Personally, when it comes to clothing, I can’t remember the last time I paid full price for something. My husband on the other hand, if he’s with me and sees that I like the item and not the price, he won’t hesitate! Anyway, just saying “never pay full price for anything,” seems insufficient. You can easily find a 15% off coupon for Kohl’s, so instead of paying $100 for a coat, you pay $85 (which for me feels like it only covered the tax. You’re welcome, California). That’s not a deal, even if your 15% off wasn’t for an expensive item. And so, I have some money saving tips to help with our clothes shopping battle:
- Shop only the clearance section. If you are truly a deal finder (and you have the discipline to only buy a great deal), you can probably safely branch out of the clearance section, but if you are truly trying to save money, the clearance section is the place for you. Now mind you, Target’s 30% off “clearance” is not really clearance. My idea of clearance is about 60%-70% off. Even 60% is sometimes not tempting.
Tip: try on anything you want to buy! Once you have it on, you may realize that it's not worth the price!
- Find your top 2-3 favorite stores and only shop their major sales. This requires that you get some classic clothes that will remain “in season” for a little longer (solids for example), but it doesn’t mean you have to wear clothes from the last decade. I think my favorite go-to store is New York & Company; they have some GREAT markdowns in the summer and right after Christmas. And on top of that, they offer $10 off of a $30 purchase (and I can spend $20 at NY&C!) and the deals continue to go up as you continue to spend money.
- Welcome hand-me-downs. When a friend knows 2 things: 1, that you like the clothes she wears and 2, that you are trying to save money, she may very likely offer you her unused or unwanted clothes. This assumes you’re similar sizes, of course, and that your friendship is strong enough that you won’t offend your friend by not wearing them. It’s safe to say that about half my closet (or more) was given to me. And I have no shame in that!
- Find the best consignment and thrift stores around you. For me, that means I have to travel about 45 minutes. But when I go to my motherland, the great state of Texas, it means I have to go 3 minutes down the street to Thrift City (and I might just find a $3 Gap sweater or a $5 Ann Taylor skirt – both in great condition). Finding a nice area matters for a couple reasons: 1, the nicer the area, the better brands you find (which matters not because of having a certain status of wearing name brands but because often better brands last longer and look nicer) and 2, they’ve taken care of their clothes; they typically don’t donate them with stains or rips, and they haven’t worn the clothing to a pulp; they simply don’t want or need that item anymore.
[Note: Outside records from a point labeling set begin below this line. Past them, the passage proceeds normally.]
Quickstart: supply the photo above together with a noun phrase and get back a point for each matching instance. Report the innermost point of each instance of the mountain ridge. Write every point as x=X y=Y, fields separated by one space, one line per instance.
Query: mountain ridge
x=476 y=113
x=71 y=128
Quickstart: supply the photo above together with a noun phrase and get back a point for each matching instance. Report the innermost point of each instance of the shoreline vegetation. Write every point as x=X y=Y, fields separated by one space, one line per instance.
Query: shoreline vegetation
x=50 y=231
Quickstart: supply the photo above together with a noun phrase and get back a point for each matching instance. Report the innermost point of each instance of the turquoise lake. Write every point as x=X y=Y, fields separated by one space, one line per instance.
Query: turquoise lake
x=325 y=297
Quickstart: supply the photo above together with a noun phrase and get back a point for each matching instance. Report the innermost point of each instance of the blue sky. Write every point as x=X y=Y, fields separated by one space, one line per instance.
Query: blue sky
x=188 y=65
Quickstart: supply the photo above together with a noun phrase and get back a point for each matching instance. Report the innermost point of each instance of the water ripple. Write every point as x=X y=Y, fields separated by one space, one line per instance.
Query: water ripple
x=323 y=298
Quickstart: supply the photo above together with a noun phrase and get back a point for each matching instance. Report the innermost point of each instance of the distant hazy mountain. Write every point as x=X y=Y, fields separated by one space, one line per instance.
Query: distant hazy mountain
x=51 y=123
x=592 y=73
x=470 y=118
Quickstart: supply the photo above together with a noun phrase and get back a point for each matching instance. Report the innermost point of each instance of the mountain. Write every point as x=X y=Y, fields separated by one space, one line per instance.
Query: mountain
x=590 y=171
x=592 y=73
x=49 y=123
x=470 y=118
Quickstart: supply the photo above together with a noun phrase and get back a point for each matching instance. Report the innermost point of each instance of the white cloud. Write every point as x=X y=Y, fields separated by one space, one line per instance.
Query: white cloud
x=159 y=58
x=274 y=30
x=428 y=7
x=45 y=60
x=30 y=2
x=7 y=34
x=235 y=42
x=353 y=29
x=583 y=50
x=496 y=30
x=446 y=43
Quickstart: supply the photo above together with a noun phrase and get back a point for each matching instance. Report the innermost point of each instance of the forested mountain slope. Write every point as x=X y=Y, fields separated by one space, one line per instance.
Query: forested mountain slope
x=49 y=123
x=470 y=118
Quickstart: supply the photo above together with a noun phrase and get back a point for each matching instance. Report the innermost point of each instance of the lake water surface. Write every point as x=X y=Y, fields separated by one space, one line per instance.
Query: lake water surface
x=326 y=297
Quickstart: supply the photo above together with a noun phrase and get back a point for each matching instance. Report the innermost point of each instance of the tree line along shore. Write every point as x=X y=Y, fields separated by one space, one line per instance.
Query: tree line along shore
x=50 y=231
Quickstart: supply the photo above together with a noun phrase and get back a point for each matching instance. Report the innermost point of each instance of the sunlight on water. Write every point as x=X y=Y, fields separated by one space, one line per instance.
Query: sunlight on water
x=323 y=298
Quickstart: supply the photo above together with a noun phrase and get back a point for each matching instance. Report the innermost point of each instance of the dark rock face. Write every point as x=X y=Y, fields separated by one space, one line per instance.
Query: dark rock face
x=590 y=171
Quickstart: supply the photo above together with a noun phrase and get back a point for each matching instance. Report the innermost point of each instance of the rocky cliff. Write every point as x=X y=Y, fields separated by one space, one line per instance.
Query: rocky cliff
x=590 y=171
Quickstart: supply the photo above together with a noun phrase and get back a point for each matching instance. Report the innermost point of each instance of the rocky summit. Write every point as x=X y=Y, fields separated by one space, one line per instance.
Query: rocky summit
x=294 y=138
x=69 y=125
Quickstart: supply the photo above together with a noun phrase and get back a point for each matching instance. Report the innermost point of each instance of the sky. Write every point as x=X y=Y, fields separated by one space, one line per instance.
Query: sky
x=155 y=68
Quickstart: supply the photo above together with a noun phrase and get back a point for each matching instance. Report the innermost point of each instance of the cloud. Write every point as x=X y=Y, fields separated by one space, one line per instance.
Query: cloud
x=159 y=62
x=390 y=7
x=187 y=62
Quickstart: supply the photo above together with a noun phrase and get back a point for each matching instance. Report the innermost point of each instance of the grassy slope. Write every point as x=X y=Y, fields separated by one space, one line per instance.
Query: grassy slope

- Find clothes on Poshmark or other clothing resale app. I’ve sold unwanted or unused clothes on Poshmark, and I’ve used those earnings to buy things I do want (another $5 Ann Taylor skirt!). So I’m basically trading what I don’t want for what I do want. But you can also find good deals on there without having to sell something first in order to pay for it. For more info, check out my post on buying and selling clothes online. Use this code to get $5 off your first purchase (I get $5 also): JXAXJ
Tip: Ask yourself, Would I rather have this article of clothing or $(name the price of the item)?
My hope is that at least one of these tips will work for you or at least get you thinking about how you can improve your saving and spending on clothing. Happy saving!